Я понял, что любой ценой надо выбираться на поверхность: оттуда можно было сбежать. За полбуханки хлеба обменялся местами с одним, работавшим наверху. Попал на дорожные работы: в команде из двадцати человек чистили пути, подбирали уголь. Сбежать отсюда было нельзя. А тут еще при попытке убежать поймали двух пленных. Всех выстроили на плацу перед бараками. Вывели тех двоих. Объявили, что их вечером расстреляют, и увели. Думаю, просто пугали, но я заколебался.
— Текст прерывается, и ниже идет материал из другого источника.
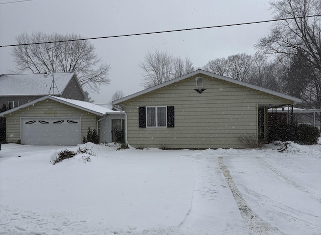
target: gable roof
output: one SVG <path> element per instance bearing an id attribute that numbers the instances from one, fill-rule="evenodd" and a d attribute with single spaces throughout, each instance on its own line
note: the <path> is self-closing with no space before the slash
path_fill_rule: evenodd
<path id="1" fill-rule="evenodd" d="M 211 73 L 210 72 L 207 72 L 204 70 L 202 70 L 202 69 L 198 69 L 197 70 L 195 70 L 191 73 L 188 73 L 187 74 L 185 74 L 181 77 L 178 77 L 177 78 L 174 78 L 174 79 L 168 81 L 166 82 L 164 82 L 162 84 L 159 84 L 155 86 L 153 86 L 152 87 L 146 89 L 145 90 L 143 90 L 140 91 L 138 91 L 138 92 L 135 93 L 134 94 L 132 94 L 131 95 L 128 95 L 127 96 L 121 98 L 119 99 L 117 99 L 112 102 L 113 104 L 117 104 L 122 102 L 124 102 L 128 99 L 130 99 L 132 98 L 137 97 L 139 95 L 141 95 L 144 94 L 146 94 L 146 93 L 150 92 L 151 91 L 153 91 L 157 89 L 159 89 L 162 87 L 164 87 L 165 86 L 168 86 L 171 84 L 174 83 L 175 82 L 179 82 L 180 81 L 182 81 L 182 80 L 185 79 L 186 78 L 188 78 L 193 76 L 195 76 L 197 74 L 204 74 L 206 76 L 209 76 L 210 77 L 212 77 L 212 78 L 217 78 L 218 79 L 220 79 L 223 81 L 228 81 L 229 82 L 231 82 L 232 83 L 236 84 L 238 85 L 240 85 L 241 86 L 245 86 L 246 87 L 248 87 L 250 88 L 253 89 L 254 90 L 258 90 L 260 91 L 262 91 L 263 92 L 267 93 L 268 94 L 270 94 L 271 95 L 275 95 L 277 96 L 279 96 L 282 98 L 284 98 L 286 99 L 289 99 L 290 100 L 292 100 L 293 101 L 294 103 L 301 103 L 302 100 L 297 98 L 295 98 L 294 97 L 290 96 L 289 95 L 287 95 L 286 94 L 282 94 L 279 92 L 277 92 L 276 91 L 274 91 L 271 90 L 269 90 L 268 89 L 266 89 L 263 87 L 261 87 L 259 86 L 255 86 L 254 85 L 252 85 L 249 83 L 247 83 L 246 82 L 242 82 L 240 81 L 238 81 L 237 80 L 233 79 L 232 78 L 230 78 L 227 77 L 224 77 L 224 76 L 219 75 L 218 74 L 216 74 L 213 73 Z"/>
<path id="2" fill-rule="evenodd" d="M 43 96 L 38 99 L 35 99 L 35 100 L 33 100 L 31 102 L 25 103 L 21 106 L 18 106 L 18 107 L 12 108 L 11 109 L 9 109 L 6 111 L 1 112 L 0 116 L 11 113 L 19 109 L 29 106 L 32 106 L 36 103 L 45 100 L 47 99 L 51 99 L 52 100 L 54 100 L 60 103 L 67 104 L 67 105 L 79 108 L 79 109 L 83 110 L 84 111 L 91 112 L 99 116 L 103 116 L 105 114 L 108 114 L 122 113 L 122 112 L 120 111 L 114 111 L 113 110 L 111 110 L 108 108 L 106 108 L 105 107 L 97 105 L 97 104 L 89 103 L 89 102 L 76 100 L 75 99 L 67 99 L 66 98 L 61 98 L 57 96 L 53 96 L 52 95 L 46 95 L 45 96 Z"/>
<path id="3" fill-rule="evenodd" d="M 52 74 L 48 74 L 46 78 L 44 77 L 43 73 L 0 75 L 0 95 L 48 95 L 52 83 Z M 60 94 L 63 92 L 73 77 L 75 76 L 78 82 L 75 73 L 54 73 L 53 76 Z"/>

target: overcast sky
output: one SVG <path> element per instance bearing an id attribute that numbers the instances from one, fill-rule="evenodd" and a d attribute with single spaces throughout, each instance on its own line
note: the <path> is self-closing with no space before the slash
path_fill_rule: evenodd
<path id="1" fill-rule="evenodd" d="M 0 4 L 18 0 L 0 0 Z M 238 24 L 272 19 L 269 0 L 31 0 L 0 4 L 0 45 L 16 43 L 26 32 L 73 33 L 86 38 Z M 195 67 L 209 60 L 246 53 L 269 33 L 270 23 L 91 41 L 110 65 L 110 85 L 90 93 L 95 103 L 113 93 L 143 89 L 138 64 L 148 51 L 188 56 Z M 11 48 L 0 47 L 0 74 L 15 69 Z"/>

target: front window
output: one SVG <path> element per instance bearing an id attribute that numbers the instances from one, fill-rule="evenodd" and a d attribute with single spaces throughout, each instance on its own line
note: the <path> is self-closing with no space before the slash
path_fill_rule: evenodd
<path id="1" fill-rule="evenodd" d="M 19 101 L 9 101 L 8 106 L 9 106 L 9 108 L 12 108 L 16 107 L 18 107 L 18 106 L 19 106 Z"/>
<path id="2" fill-rule="evenodd" d="M 147 127 L 166 127 L 166 107 L 147 107 L 146 112 Z"/>

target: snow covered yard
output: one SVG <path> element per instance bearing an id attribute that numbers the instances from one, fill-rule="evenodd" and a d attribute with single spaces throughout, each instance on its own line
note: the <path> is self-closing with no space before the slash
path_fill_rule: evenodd
<path id="1" fill-rule="evenodd" d="M 87 147 L 3 145 L 0 234 L 321 234 L 321 145 Z"/>

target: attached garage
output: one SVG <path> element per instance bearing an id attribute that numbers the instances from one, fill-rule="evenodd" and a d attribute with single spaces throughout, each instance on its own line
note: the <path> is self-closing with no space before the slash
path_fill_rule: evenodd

Но потом мне сильно повезло: я попал на кухню. Туда отправляли по три человека в день чистить картошку, мыть посуду. Приходил на плац перед работой переводчик, командовал: «На кухню! Ты, ты, и ты». Ткнул и в меня.
Оглядываюсь на новом месте. Лагерная территория имела форму вытянутого прямоугольника. В дальней от наших бараков стороне лагеря проволочной изгородью были отгорожены барак немецкой охраны и кухня. В одном конце этой поперечной изгороди – калитка, открытая по утрам: через нее выходил из своего барака немецкий караул. Другой конец примыкал к главным лагерным воротам, из которых пленных разводили по работам. К воротам подходила партия, ее пересчитывали, немец кричал: «Штымт!», и команду вели на работу. По внешней границе кухонно-караульной площадки – каменная стена метра три высотой, поверху – колючая проволока в одну нитку. Около этой стены помойка. Таская помои, я увидел, что вдоль стены стояли в два этажа кроличьи клетки. С них можно было достать до верха стены.
Я решился. На следующий день, в семь часов, еще в полной темноте ноябрьского утра, я пристроился при разводке на работы в хвост своей команды, незаметно отделился от нее и залег у изгороди.
Команду пересчитали: девятнадцать! Одного не хватает. Началась небольшая сумятица минут на пять. Побежали в бараки… Вернулись… Потом, видать, махнули рукой: куда ему деться, и команду вывели в наружные ворота.
Я прополз вдоль внутренней изгороди от наружных ворот к кухонной калитке, ползком мимо кухни и барака охранников добрался до клеток – и первая же клетка, на которую я выполз в темноте, оказалась собачьей конурой.
Из нее прянула овчарка. Зарычала. Она не менее меня была ошарашена неожиданностью. Я не чувствовал страха, медленно придвинулся к собаке, стал оглаживать ее, совать хлеб, который наменял на махорку к побегу. Это гипнотически подействовало на нее. Рычание перешло в клокотанье, все тише-тише и совсем смолкло.
Я с трудом забрался на клетки, с них на стену и прыгнул в темноту, не зная – куда. Удачно упал, затаился. Все было тихо.
Неподалеку от стены проходила железнодорожная ветка от шахты. По ней составами по четыре-пять вагонов отвозили уголь. Почти сразу же я услышал звук тихо идущего состава и вскочил на площадку товарного вагона.